3.2.3 Bouwwerken, geen gebouwen zijnde
Voor het bouwen van een bouwwerken, geen gebouwen zijnde binnen het bouwvlak gelden de volgende regels:
-
a. de maximale hoogte van bouwwerken, geen gebouwen zijnde bedraagt 10 meter;
-
b. de hoogte van de erf- en terreinafscheidingen bedraagt maximaal 2 meter;
-
c. de afstand tot de perceelsgrens dient minimaal 1 meter te bedragen met uitzondering van erf- en terreinafscheidingen welke op de perceelgrens gebouwd mogen worden;
-
d. bouwwerken, geen gebouwen zijnde dienen op minimaal 1 meter achter de gevellijn te worden opgericht, met uitzondering van erf- en terreinafscheidingen.;
3.3 Nadere eisen
Burgemeester en wethouders kunnen nadere eisen stellen aan de plaats en de afmetingen van de bebouwing, ten behoeve van:
-
a. een samenhangend straat- en bebouwingsbeeld;
-
b. een goede woonsituatie;
-
c. de verkeersveiligheid;
-
d. de sociale veiligheid;
-
e. de gebruiksmogelijkheden van de aangrenzende gronden.
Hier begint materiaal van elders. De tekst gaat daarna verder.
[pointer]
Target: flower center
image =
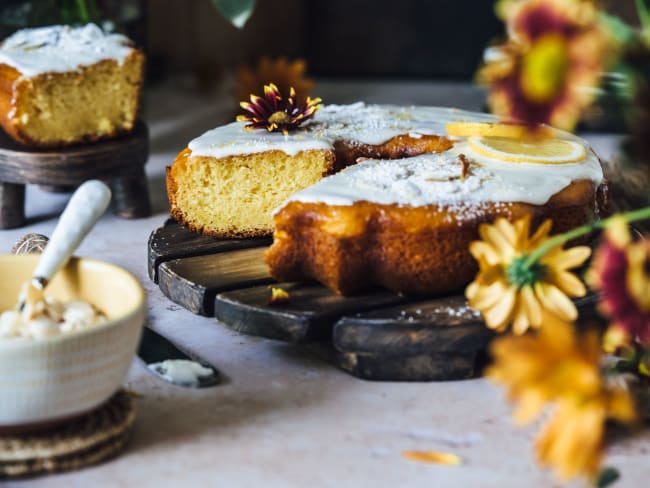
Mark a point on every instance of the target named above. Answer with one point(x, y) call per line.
point(520, 274)
point(544, 68)
point(279, 118)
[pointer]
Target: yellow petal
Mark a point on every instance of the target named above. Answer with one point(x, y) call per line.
point(567, 258)
point(434, 457)
point(499, 315)
point(552, 299)
point(531, 305)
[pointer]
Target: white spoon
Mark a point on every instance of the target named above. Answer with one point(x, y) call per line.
point(85, 207)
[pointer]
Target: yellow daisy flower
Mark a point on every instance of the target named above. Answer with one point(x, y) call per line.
point(284, 73)
point(557, 365)
point(513, 288)
point(572, 443)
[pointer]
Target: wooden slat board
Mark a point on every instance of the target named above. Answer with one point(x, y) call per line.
point(193, 282)
point(173, 241)
point(309, 316)
point(378, 335)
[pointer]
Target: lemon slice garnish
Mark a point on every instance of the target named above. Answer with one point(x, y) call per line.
point(495, 129)
point(547, 151)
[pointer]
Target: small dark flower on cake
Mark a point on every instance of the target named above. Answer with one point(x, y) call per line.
point(621, 271)
point(465, 166)
point(284, 73)
point(278, 296)
point(554, 56)
point(275, 113)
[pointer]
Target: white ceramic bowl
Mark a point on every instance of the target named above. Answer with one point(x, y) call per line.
point(48, 380)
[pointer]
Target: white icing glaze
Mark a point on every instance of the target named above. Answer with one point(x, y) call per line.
point(421, 180)
point(61, 48)
point(366, 124)
point(436, 179)
point(181, 372)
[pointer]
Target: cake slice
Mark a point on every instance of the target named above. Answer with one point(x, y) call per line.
point(228, 181)
point(62, 85)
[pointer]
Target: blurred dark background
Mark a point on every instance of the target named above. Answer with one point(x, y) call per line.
point(394, 39)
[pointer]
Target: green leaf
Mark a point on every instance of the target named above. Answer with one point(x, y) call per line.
point(236, 11)
point(607, 477)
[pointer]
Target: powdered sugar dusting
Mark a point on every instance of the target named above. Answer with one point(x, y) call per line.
point(437, 179)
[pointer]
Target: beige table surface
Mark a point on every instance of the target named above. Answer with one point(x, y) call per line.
point(284, 418)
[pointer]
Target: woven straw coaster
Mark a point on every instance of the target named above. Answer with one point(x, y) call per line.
point(84, 441)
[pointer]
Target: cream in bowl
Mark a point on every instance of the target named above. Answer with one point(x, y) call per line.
point(62, 368)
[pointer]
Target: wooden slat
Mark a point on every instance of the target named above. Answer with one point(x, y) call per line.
point(106, 159)
point(432, 366)
point(173, 241)
point(194, 282)
point(309, 315)
point(439, 325)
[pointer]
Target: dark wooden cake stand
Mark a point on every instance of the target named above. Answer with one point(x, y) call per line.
point(377, 335)
point(119, 162)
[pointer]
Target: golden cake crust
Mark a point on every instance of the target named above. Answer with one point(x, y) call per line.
point(20, 101)
point(411, 250)
point(180, 175)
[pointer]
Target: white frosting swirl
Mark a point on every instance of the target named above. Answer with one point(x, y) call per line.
point(366, 124)
point(436, 179)
point(61, 48)
point(421, 180)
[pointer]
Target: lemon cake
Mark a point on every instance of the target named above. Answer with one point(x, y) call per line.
point(62, 85)
point(228, 181)
point(406, 224)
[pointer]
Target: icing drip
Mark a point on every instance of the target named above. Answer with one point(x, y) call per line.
point(61, 48)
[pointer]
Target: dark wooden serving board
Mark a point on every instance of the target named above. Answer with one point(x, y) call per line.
point(378, 335)
point(119, 161)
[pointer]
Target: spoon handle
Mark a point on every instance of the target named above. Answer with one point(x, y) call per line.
point(87, 204)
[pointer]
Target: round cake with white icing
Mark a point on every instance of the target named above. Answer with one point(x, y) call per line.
point(62, 85)
point(367, 195)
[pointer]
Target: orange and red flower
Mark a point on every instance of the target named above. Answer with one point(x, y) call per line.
point(275, 113)
point(547, 70)
point(621, 271)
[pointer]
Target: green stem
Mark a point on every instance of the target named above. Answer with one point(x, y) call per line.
point(82, 8)
point(644, 16)
point(633, 216)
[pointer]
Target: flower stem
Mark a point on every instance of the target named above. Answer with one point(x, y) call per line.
point(83, 11)
point(642, 12)
point(536, 255)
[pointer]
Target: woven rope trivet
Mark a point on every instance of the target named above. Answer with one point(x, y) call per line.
point(86, 440)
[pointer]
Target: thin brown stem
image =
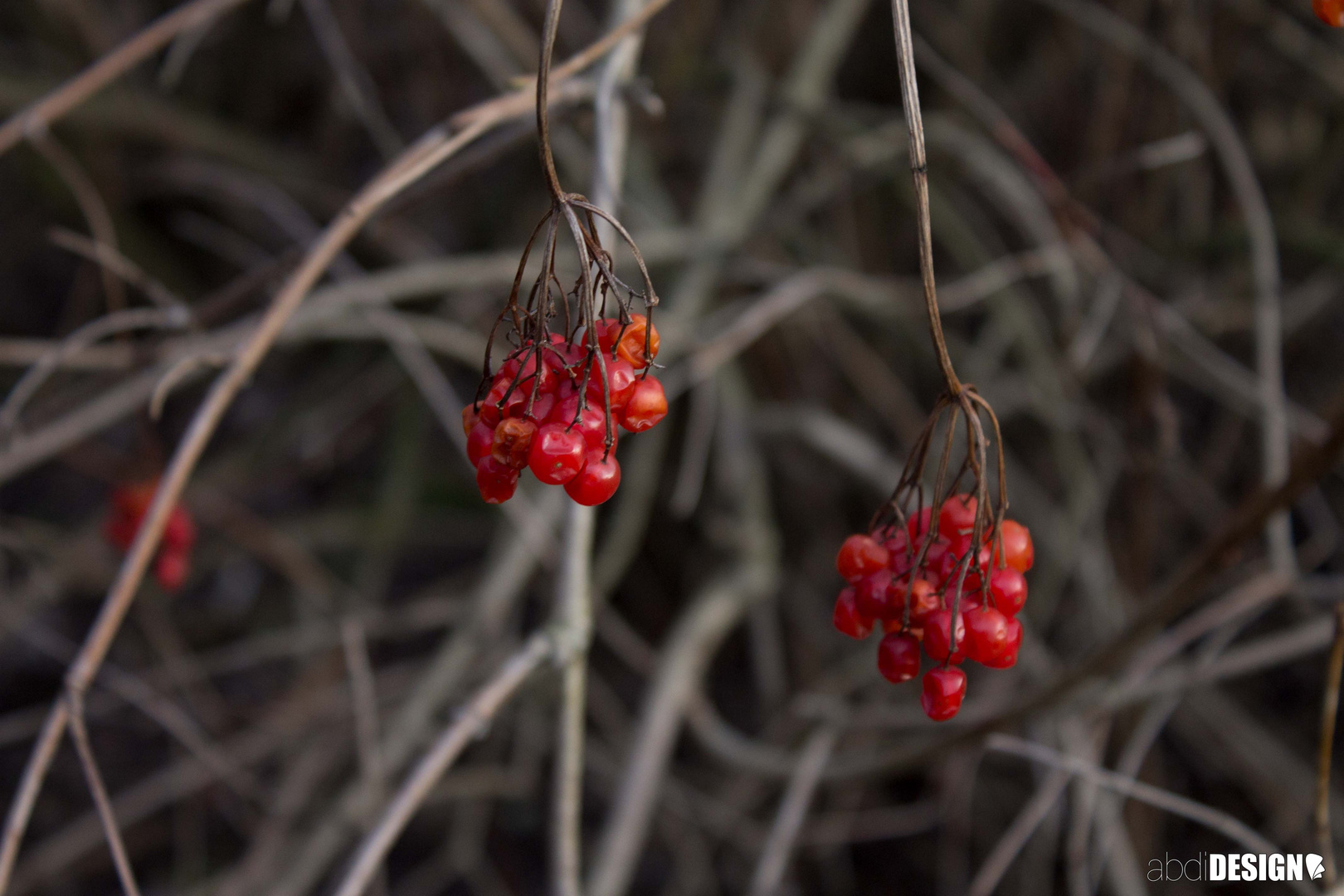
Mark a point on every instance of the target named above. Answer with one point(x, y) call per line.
point(919, 168)
point(1329, 711)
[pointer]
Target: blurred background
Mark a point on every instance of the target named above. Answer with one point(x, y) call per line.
point(1137, 230)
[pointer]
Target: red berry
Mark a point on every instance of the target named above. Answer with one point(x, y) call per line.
point(847, 617)
point(938, 635)
point(944, 689)
point(620, 383)
point(1008, 589)
point(898, 657)
point(1018, 550)
point(480, 442)
point(647, 406)
point(179, 533)
point(557, 455)
point(923, 601)
point(1008, 659)
point(860, 557)
point(986, 635)
point(597, 481)
point(171, 570)
point(632, 342)
point(513, 442)
point(918, 525)
point(957, 518)
point(871, 596)
point(592, 425)
point(496, 480)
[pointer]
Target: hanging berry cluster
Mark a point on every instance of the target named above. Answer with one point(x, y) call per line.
point(129, 504)
point(557, 401)
point(552, 407)
point(947, 577)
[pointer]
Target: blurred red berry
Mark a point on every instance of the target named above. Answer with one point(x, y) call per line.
point(860, 557)
point(847, 617)
point(1008, 589)
point(496, 480)
point(944, 689)
point(898, 657)
point(597, 481)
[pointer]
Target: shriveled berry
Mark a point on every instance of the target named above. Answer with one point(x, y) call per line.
point(986, 635)
point(171, 568)
point(513, 442)
point(1018, 550)
point(1008, 590)
point(494, 480)
point(647, 406)
point(557, 455)
point(871, 594)
point(597, 481)
point(631, 345)
point(898, 657)
point(938, 637)
point(957, 518)
point(847, 617)
point(944, 689)
point(860, 557)
point(1008, 659)
point(620, 383)
point(479, 442)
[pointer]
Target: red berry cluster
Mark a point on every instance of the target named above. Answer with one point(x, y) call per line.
point(539, 416)
point(917, 599)
point(129, 504)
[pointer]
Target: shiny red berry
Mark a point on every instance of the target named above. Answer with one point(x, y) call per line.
point(871, 596)
point(986, 635)
point(494, 480)
point(1008, 659)
point(944, 689)
point(1008, 589)
point(860, 557)
point(898, 657)
point(597, 481)
point(557, 455)
point(647, 406)
point(918, 525)
point(849, 620)
point(923, 601)
point(592, 425)
point(938, 637)
point(1018, 550)
point(620, 382)
point(479, 442)
point(513, 442)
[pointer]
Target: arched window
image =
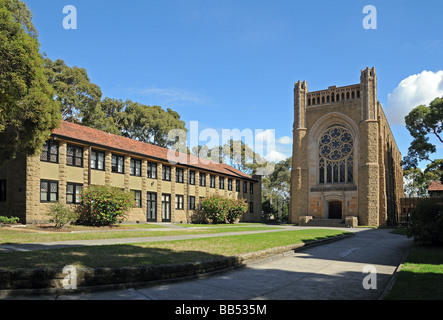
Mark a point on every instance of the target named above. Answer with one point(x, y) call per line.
point(335, 152)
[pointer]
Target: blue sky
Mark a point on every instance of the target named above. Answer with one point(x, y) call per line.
point(233, 63)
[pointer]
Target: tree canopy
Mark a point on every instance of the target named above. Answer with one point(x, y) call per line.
point(424, 122)
point(28, 111)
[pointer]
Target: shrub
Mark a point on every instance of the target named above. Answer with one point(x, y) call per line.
point(9, 220)
point(426, 222)
point(61, 215)
point(199, 217)
point(222, 210)
point(104, 205)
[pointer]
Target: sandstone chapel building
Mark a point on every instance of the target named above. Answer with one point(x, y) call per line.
point(76, 156)
point(346, 162)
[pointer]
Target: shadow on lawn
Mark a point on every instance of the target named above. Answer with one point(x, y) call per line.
point(44, 269)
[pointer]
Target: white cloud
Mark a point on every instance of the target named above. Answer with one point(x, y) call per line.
point(413, 91)
point(267, 136)
point(275, 156)
point(285, 140)
point(172, 95)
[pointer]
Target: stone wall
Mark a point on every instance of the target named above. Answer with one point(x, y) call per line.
point(24, 174)
point(377, 174)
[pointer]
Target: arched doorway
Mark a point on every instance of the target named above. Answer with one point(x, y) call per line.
point(334, 210)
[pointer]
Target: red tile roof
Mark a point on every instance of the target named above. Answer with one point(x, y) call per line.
point(435, 186)
point(78, 133)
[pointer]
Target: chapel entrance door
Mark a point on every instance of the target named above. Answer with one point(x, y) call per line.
point(335, 210)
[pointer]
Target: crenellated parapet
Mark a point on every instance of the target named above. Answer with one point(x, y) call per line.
point(334, 94)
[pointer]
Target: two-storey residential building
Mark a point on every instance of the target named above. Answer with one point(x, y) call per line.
point(76, 156)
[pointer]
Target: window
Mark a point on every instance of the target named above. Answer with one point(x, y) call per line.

3.4 Ontheffing van de bouwregels
3.4.1 Overschrijding bebouwingsgrens
Burgemeester en wethouders zijn bevoegd ontheffing te verlenen van de voorgeschreven minimale afstanden tot een (zijdelingse) perceelsgrens dan wel bestemmingsgrens. Bij overschrijding van de bebouwingsgrens gelden de volgende voorwaarden:
-
a. de noodzaak van de overschrijding moet vanuit een doelmatige bedrijfsvoering aanwezig zijn;
-
b. afstand van nieuwe bebouwing tot de as van de weg mag in principe niet minder bedragen dan de bestaande, ter plaatse reeds dichter bij de weg gelegen bebouwing, tenzij daarvoor zwaarwegende redenen zijn of wanneer het een hoekperceel betreft dat aan meer dan één weg grenst;
-
c. de minimale afstand tot de weg mag echter niet minder gaan bedragen dan 3 meter;
-
d. er mogen geen onevenredige verkeerskundige belemmeringen plaatsvinden en er dient voldoende ruimte op het bouwperceel aanwezig te blijven voor de eigen parkeerbehoefte;
-
e. er dient vooraf advies te worden ingewonnen bij de wegbeheerder;
-
f. de stedenbouwkundige structuur mag niet onevenredig te worden aangetast.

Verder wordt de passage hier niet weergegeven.